Я смотрю из уединенного окна на черные деревья и мягкие белые крыши и мечтаю о том, как когда-нибудь мы будем сидеть с Ланге в полной тишине и молча смотреть в окно.
Мы отдаем целый ворох теплых вещей.
Я не могу писать дальше, поэтому прощай и всего хорошего, много раз целую. Пришел Павел. Он теперь работает до ночи, поэтому я пишу одна, а он передает тебе привет.
Моя дорогая девочка!
От Лизи никаких вестей. Я хотела ответить тебе сразу, но не получилось. Поздравительные новогодние открытки Дивы и Ланге вернулись обратно.
Мне очень жаль, что ты не пишешь подробно. С Юленькой еще не все ясно, мы считали, что она полностью выздоровела, до сих пор не было никаких признаков болезни, но мне кажется, что у нее опять какие-то выделения.
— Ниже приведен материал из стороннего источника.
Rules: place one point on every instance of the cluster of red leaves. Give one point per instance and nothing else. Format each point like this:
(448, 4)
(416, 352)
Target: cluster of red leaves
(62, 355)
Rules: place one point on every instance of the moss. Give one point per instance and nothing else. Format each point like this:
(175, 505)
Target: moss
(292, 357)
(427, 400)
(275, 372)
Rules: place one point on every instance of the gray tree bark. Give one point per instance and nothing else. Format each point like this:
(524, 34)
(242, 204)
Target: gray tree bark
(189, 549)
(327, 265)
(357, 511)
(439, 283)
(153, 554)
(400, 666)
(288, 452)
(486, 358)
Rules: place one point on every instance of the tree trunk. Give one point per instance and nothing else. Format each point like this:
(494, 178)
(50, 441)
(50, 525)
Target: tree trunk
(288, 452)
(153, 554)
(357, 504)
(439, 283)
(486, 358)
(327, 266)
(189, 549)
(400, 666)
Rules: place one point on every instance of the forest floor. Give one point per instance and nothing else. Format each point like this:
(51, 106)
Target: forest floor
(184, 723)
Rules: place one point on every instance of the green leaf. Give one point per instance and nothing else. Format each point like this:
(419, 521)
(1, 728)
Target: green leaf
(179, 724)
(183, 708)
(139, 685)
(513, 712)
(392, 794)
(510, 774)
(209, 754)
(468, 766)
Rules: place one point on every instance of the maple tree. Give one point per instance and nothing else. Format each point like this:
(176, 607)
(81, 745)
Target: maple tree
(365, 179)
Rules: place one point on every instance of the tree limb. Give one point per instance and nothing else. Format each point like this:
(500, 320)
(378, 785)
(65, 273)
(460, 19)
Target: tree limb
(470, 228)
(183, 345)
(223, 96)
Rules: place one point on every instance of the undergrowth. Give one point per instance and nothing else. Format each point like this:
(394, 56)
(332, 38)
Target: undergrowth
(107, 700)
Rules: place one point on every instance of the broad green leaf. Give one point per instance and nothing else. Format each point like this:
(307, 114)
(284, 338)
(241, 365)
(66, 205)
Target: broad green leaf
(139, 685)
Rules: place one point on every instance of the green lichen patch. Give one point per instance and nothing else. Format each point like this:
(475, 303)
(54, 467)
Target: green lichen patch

Не знаю, следовало ли этого ожидать, но говорят, что такое может продолжаться еще месяц или два.
Ты знаешь книгу Рота «Марш Радецкого»? Местами она напоминает мне Кафку.
Книга всегда пишется сообща, даже если соавторы не ведают друг о друге и их разделяет промежуток в пятьдесят лет.
Пока на сегодня! Целую тебя!!! Ф.
Читая в гроновской мгле «Марш Радецкого», книгу, написанную евреем Ротом, который, как и я, родился в Австро-Венгерской монархии, только не в Вене, а в провинциальном городке Броды, возможно, совсем неподалеку от того места, где я его читаю, я вдруг осознала простую вещь – я не только выросла в столице, но и застала период расцвета и умирания родимой монархии. Портрет императора Франца-Иосифа в белом фельдмаршальском мундире, с кроваво-красным шарфом через плечо, висел в магазине отца над кассой. В романе Рота он висит на кухне, белое одеяние императора густо засижено мухами. Отцовский император блистал, отец сдувал с него пылинки. Он боготворил императора и всю высокочтимую династию, благодаря которой евреи стали равноправными членами общества. «Спасибо Францу-Иосифу Второму, не будь его, разве мог бы я работать в центре города, в уважаемом всеми магазине канцелярских товаров». Вена, теплое лето, оркестр в городском парке, выдувающий вальсы из труб. Именно там герои Рота вышли из экипажа и выпили кофе. «Среди зеленой тени светились белые круглые столы террасы, на скатертях голубели сифоны. Когда музыка переставала играть, слышно было ликующее пение птиц. Широкая волна летнего золота текла по домам и деревьям, трамваям, прохожим, полицейским, по зеленым скамейкам, памятникам и садам. Слышался быстрый звонкий цокот копыт по мостовой». На такой вот зеленой скамейке я уснула, удрав из дому, получается, что это случилось в самом начале войны, ведь она началась за день до моего шестнадцатилетия. На той же скамейке, проснувшись, я пробовала сочинить пьесу. Дальше пролога дело не пошло, но каков эпиграф! «Я – дурачество, я к вашим услугам – пожалуйте в могилу»!